This will create a file in the directory /etc/mender-monitor/monitor.d/available with the check definitions of the service name and the service type:

cat /etc/mender-monitor/monitor.d/available/service_countdown.sh

# This file was autogenerated by Monitoring Utilities based on the configuration
SERVICE_NAME="countdown"
SERVICE_TYPE="systemd"

Then, you can enable the the check by running:

sudo mender-monitorctl enable service countdown

This command links the file in /etc/mender-monitor/monitor.d/available to /etc/mender-monitor/monitor.d/enabled. You can verify it by running:

readlink /etc/mender-monitor/monitor.d/enabled/service-countdown.sh

The following use cases extend beyond the typical usage of Mender Monitor, but they are attainable due to the tool's customizable design.

Bypassing mender-monitorctl

Since the Checks and Subsystems are represented by a directory structure there is an option to modify the files directly instead of using the CLI tool.

Using the library

You must run the following lines with root permission

To use the Mender Monitor library, first you need to source the environment with the function set provided to interact with the Mender Server and Monitor logic.

cd /usr/share/mender-monitor
source lib/monitor-lib.sh

Once the environment is sourced, there will be new functions available to use.
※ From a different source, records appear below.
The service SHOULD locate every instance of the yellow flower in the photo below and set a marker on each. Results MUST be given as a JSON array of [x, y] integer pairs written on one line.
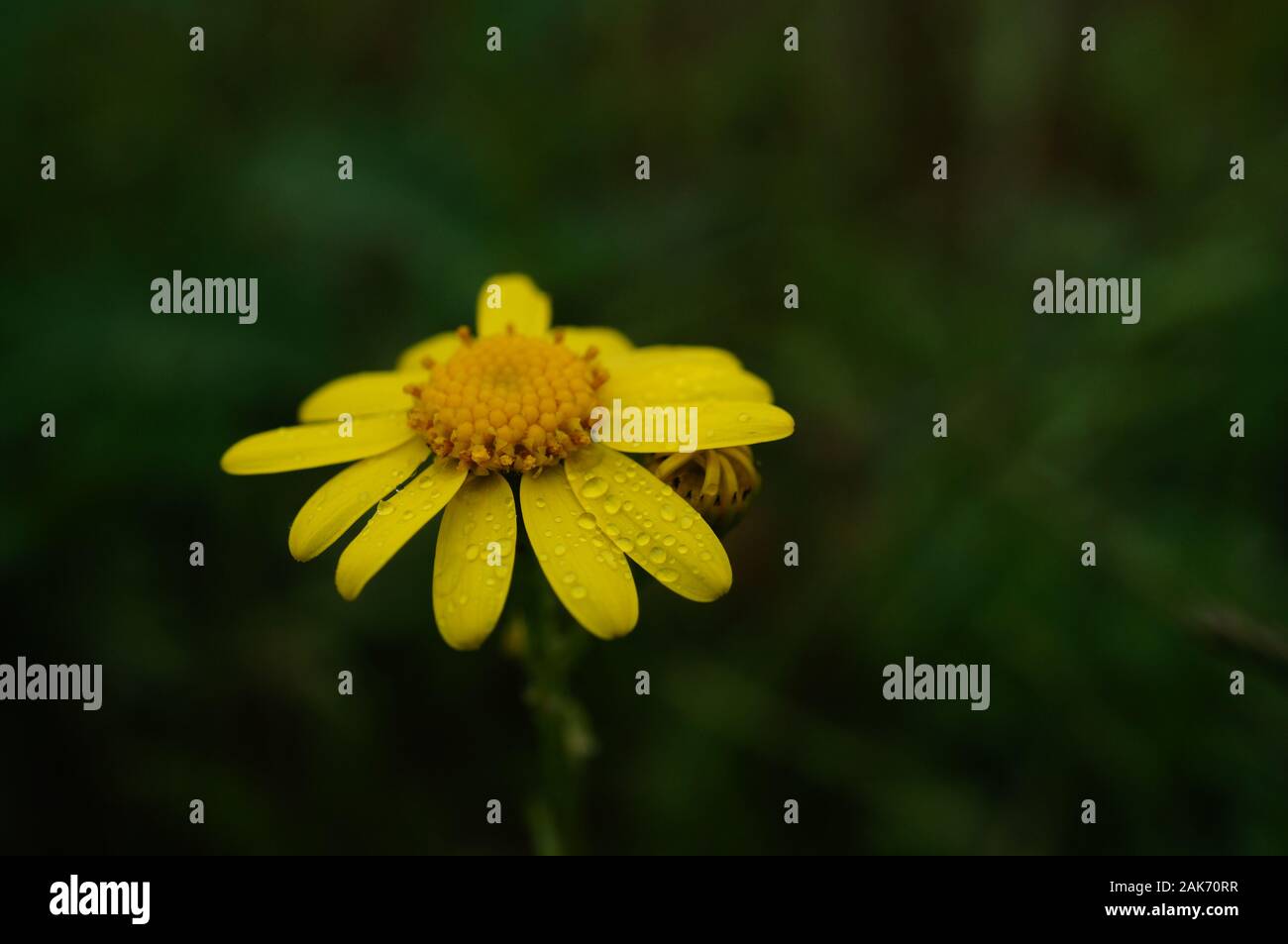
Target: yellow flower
[[458, 413]]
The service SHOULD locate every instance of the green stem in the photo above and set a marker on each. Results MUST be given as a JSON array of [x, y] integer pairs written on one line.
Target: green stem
[[562, 728]]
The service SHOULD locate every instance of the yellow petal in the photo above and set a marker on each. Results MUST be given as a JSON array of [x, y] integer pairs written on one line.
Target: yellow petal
[[506, 300], [719, 424], [585, 569], [347, 496], [438, 348], [475, 561], [656, 381], [317, 443], [651, 523], [393, 524], [374, 391], [609, 343]]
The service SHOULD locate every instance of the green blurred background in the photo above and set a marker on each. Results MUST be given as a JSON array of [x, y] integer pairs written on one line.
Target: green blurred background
[[767, 167]]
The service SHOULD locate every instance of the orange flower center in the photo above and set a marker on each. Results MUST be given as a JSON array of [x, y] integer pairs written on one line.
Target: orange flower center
[[507, 402]]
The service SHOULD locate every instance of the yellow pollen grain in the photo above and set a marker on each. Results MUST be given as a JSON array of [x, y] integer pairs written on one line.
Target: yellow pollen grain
[[507, 402]]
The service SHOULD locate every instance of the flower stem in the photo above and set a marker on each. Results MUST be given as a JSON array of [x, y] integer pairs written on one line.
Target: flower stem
[[563, 732]]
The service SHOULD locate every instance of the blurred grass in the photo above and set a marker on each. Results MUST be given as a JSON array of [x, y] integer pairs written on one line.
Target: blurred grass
[[767, 168]]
For example the function monitor_send_alert sends the alert data (OK or CRITICAL) to the Mender Server.

This function takes the following parameters:

monitor_send_alert "alert_type" "alert_description" "alert_details" "subject_name" "subject_status" "subject_type" "log_pattern" "log_file_path" "lines_before" "line_matching" "lines_after"

Alert cleaning

By sending an OK alert you can clean your alert level. Assuming you did not implement it on your subsystem, then you can force it by running a command similar to the one below (assuming a service subsystem):

SERVICE_NAME = "your-service-name"
monitor_send_alert OK "Service ${SERVICE_NAME} running" "The main process is present again" "${SERVICE_NAME}" "running" "service"

Writing new Subsystems

In this example, we will guide you through the necessary steps to create a new subsystem that monitors disk usage on the device.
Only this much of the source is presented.